Gracias quiero dar al divino
Laberinto de los efectos y de las causas
Por la diversidad de las criaturas
Que forman este singular universo,
Por la razón, que no cesará de soñar
un plano del laberinto,
Por el rostro de Elena y la perseverancia de Ulises,
Por el amor, que nos deja ver a los otros
Como los ve la divinidad,
Por el firme diamante y el agua suelta,
Por el álgebra, palacio de precisos cristales,
Por las místicas monedas de Ángel Silesio,
Por Schopenhauer,
Que acaso descifró el universo,
Por el fulgor del fuego
Que ningún ser humano puede mirar sin un asombro antiguo, 
Por la caoba, el cedro y el sándalo,
Por el pan y la sal,
Por el misterio de la rosa
Que prodiga color y que no lo ve,
Por ciertas vísperas y días de 1955,
Por los duros troperos que en la llanura
Arrean los animales y el alba,
Por la mañana en Montevideo,
Por el arte de la amistad,
Por el último día de Sócrates,
Por las palabras que en un crepúsculo se dijeron
De una cruz a otra cruz,
Por aquel sueño del Islam que abarco
Mil noches y una noche,
Por aquel otro sueño del infierno,
De la torre del fuego que purifica
Y de las esferas gloriosas,
Por Swedenborg,
Que conversaba con los ángeles en las calles de Londres, 
Por los ríos secretos e inmemoriales
Que convergen en mí,
Por el idioma que, hace siglos, hablé en Nortumbria,
Por la espada y el arpa de los sajones,
Por el mar, que es un desierto resplandeciente
Y una cifra de cosas que no sabemos
Y un epitafio de los vikings,
Por la música verbal de Inglaterra, 
Por la música verbal de Alemania,
Por el oro, que relumbra en los versos,
Por el épico invierno,
Por el nombre de un libro que no he leído:
Gesta Dei per Francos,
Por Verlaine, inocente como los pájaros,
Por el prisma de cristal y la pesa de bronce,
Por las rayas del tigre,
Por las altas torres de San Francisco y de la isla de Manhattan, 
Por la mañana en Texas,
Por aquel sevillano que redactó la Epístola Moral
Y cuyo nombre, como él hubiera preferido, ignoramos,
Por Séneca y Lucano, de Córdoba,
Que antes del español escribieron
Toda la literatura española,
Por el geométrico y bizarro ajedrez,
Por la tortuga de Zenón y el mapa de Royce,
Por el olor medicinal de los eucaliptos,
Por el lenguaje, que puede simular la sabiduría,
Por el olvido, que anula o modifica el pasado,
Por la costumbre,
Que nos repite y nos confirma como un espejo,
Por la mañana, que nos depara la ilusión de un principio,
Por la noche, su tiniebla y su astronomía.

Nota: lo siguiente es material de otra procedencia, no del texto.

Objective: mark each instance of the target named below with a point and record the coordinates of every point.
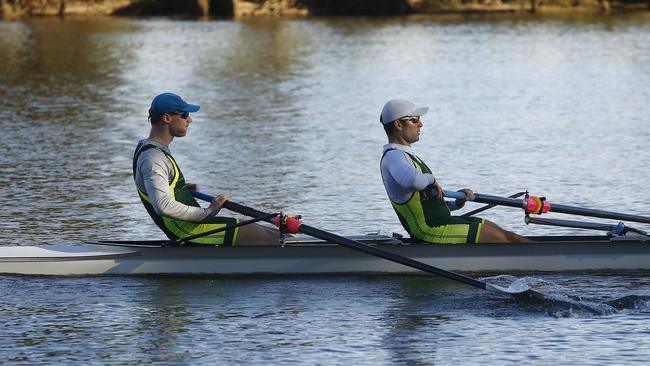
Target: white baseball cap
(398, 108)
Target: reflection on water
(368, 320)
(289, 120)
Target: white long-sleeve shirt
(153, 174)
(401, 178)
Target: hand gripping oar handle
(571, 210)
(327, 236)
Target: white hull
(312, 258)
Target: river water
(289, 120)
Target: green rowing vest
(174, 229)
(420, 214)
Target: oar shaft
(353, 244)
(571, 210)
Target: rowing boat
(301, 255)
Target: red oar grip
(290, 224)
(537, 205)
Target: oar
(353, 244)
(492, 205)
(531, 205)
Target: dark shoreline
(16, 9)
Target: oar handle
(233, 206)
(529, 205)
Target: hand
(468, 196)
(217, 204)
(192, 186)
(437, 187)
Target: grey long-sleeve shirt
(153, 174)
(401, 178)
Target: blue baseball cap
(170, 103)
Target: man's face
(410, 128)
(178, 123)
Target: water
(289, 120)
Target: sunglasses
(409, 119)
(183, 115)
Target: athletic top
(401, 178)
(154, 173)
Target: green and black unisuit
(178, 229)
(429, 219)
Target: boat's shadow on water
(561, 301)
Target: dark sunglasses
(183, 115)
(409, 119)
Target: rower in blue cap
(168, 198)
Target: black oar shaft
(324, 235)
(571, 210)
(353, 244)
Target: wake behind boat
(303, 255)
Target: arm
(155, 172)
(405, 173)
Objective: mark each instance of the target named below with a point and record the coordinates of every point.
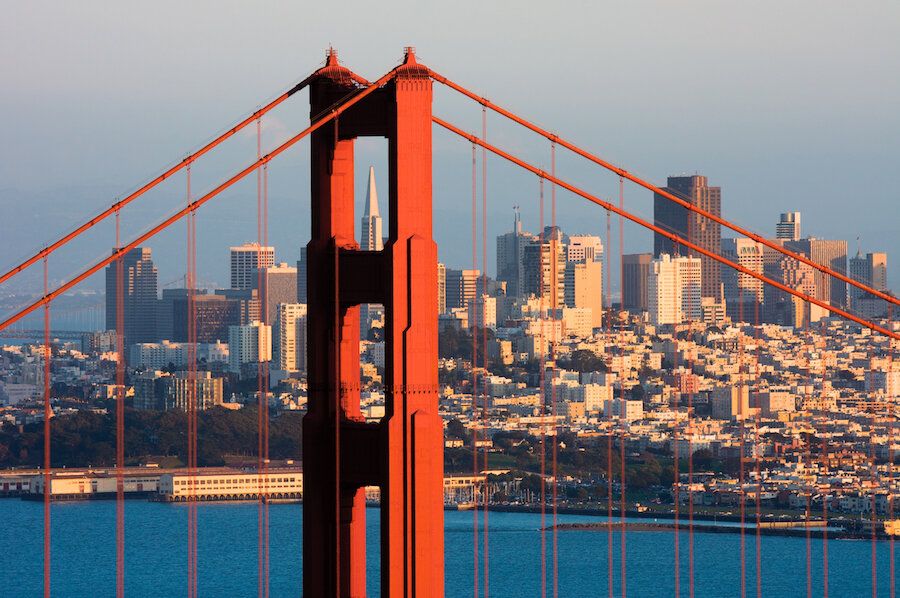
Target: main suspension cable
(676, 238)
(663, 192)
(118, 205)
(197, 203)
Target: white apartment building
(245, 260)
(584, 248)
(291, 337)
(249, 344)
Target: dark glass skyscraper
(697, 229)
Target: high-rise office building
(371, 238)
(301, 277)
(138, 296)
(246, 260)
(584, 288)
(279, 286)
(833, 254)
(248, 303)
(461, 287)
(584, 248)
(673, 290)
(165, 311)
(788, 228)
(635, 267)
(870, 270)
(780, 307)
(286, 333)
(742, 291)
(510, 253)
(690, 226)
(544, 266)
(442, 289)
(249, 344)
(212, 316)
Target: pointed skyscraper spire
(371, 195)
(370, 235)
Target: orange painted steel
(611, 207)
(48, 413)
(402, 453)
(328, 117)
(634, 179)
(154, 182)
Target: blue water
(83, 555)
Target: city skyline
(395, 409)
(737, 124)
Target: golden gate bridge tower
(401, 454)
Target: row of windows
(233, 481)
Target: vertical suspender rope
(555, 246)
(742, 415)
(675, 441)
(265, 391)
(48, 413)
(757, 292)
(873, 407)
(689, 432)
(190, 406)
(824, 462)
(609, 471)
(475, 424)
(484, 333)
(806, 407)
(261, 412)
(543, 394)
(623, 409)
(120, 434)
(894, 393)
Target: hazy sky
(786, 105)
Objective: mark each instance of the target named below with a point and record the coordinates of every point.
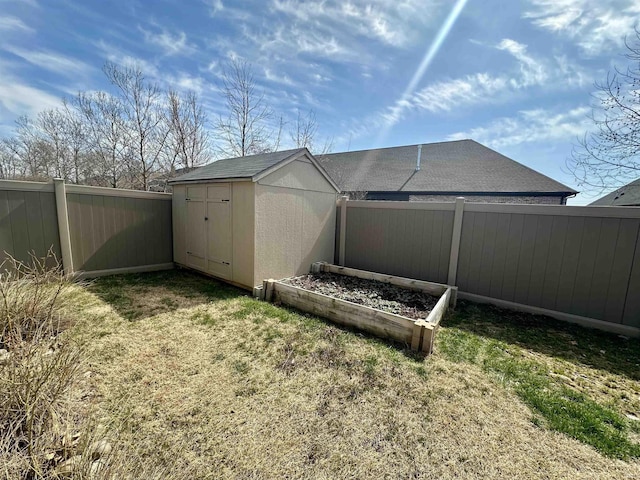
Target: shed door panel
(219, 238)
(196, 234)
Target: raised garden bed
(402, 309)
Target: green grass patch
(476, 336)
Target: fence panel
(28, 220)
(576, 264)
(582, 263)
(387, 237)
(114, 232)
(110, 230)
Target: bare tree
(146, 127)
(75, 137)
(51, 124)
(305, 129)
(26, 151)
(187, 144)
(610, 156)
(107, 136)
(245, 130)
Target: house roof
(457, 166)
(629, 195)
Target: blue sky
(515, 75)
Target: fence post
(455, 241)
(63, 225)
(343, 230)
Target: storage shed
(249, 218)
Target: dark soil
(371, 293)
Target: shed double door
(209, 229)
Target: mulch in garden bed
(371, 293)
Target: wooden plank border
(431, 288)
(418, 334)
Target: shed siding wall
(243, 232)
(294, 228)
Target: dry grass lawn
(205, 382)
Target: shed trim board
(119, 271)
(292, 158)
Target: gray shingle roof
(457, 166)
(240, 167)
(629, 195)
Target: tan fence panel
(28, 221)
(407, 242)
(581, 265)
(113, 232)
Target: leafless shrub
(31, 298)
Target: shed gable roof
(457, 166)
(238, 167)
(629, 195)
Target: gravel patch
(371, 293)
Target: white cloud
(479, 88)
(51, 61)
(117, 56)
(457, 94)
(595, 26)
(169, 44)
(12, 23)
(531, 126)
(18, 98)
(389, 22)
(186, 82)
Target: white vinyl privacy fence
(580, 264)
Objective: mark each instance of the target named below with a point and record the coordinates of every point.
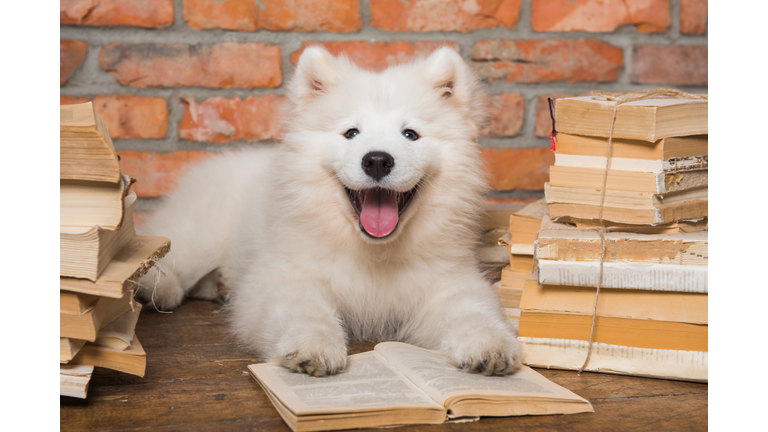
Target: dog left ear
(449, 75)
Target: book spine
(570, 354)
(648, 276)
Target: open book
(397, 384)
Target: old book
(630, 181)
(616, 359)
(124, 271)
(74, 380)
(663, 149)
(85, 204)
(618, 303)
(684, 226)
(75, 303)
(69, 348)
(514, 279)
(556, 243)
(86, 151)
(627, 207)
(400, 384)
(119, 333)
(638, 333)
(625, 275)
(86, 325)
(509, 296)
(646, 120)
(86, 252)
(665, 166)
(132, 360)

Por el valor y la felicidad de los otros,
Por la patria, sentida en los jazmines
O en una vieja espada,
Por Whitman y Francisco de Asís, que ya escribieron el poema, 
Por el hecho de que el poema es inagotable
Y se confunde con la suma de las criaturas
Y no llegará jamás al último verso
Y varía según los hombres,
Por Frances Haslam, que pidió perdón a sus hijos
Por morir tan despacio,
Por los minutos que preceden al sueño,
Por el sueño y la muerte,
Esos dos tesoros ocultos,
Por los íntimos dones que no enumero,
Por la música, misteriosa forma del tiempo.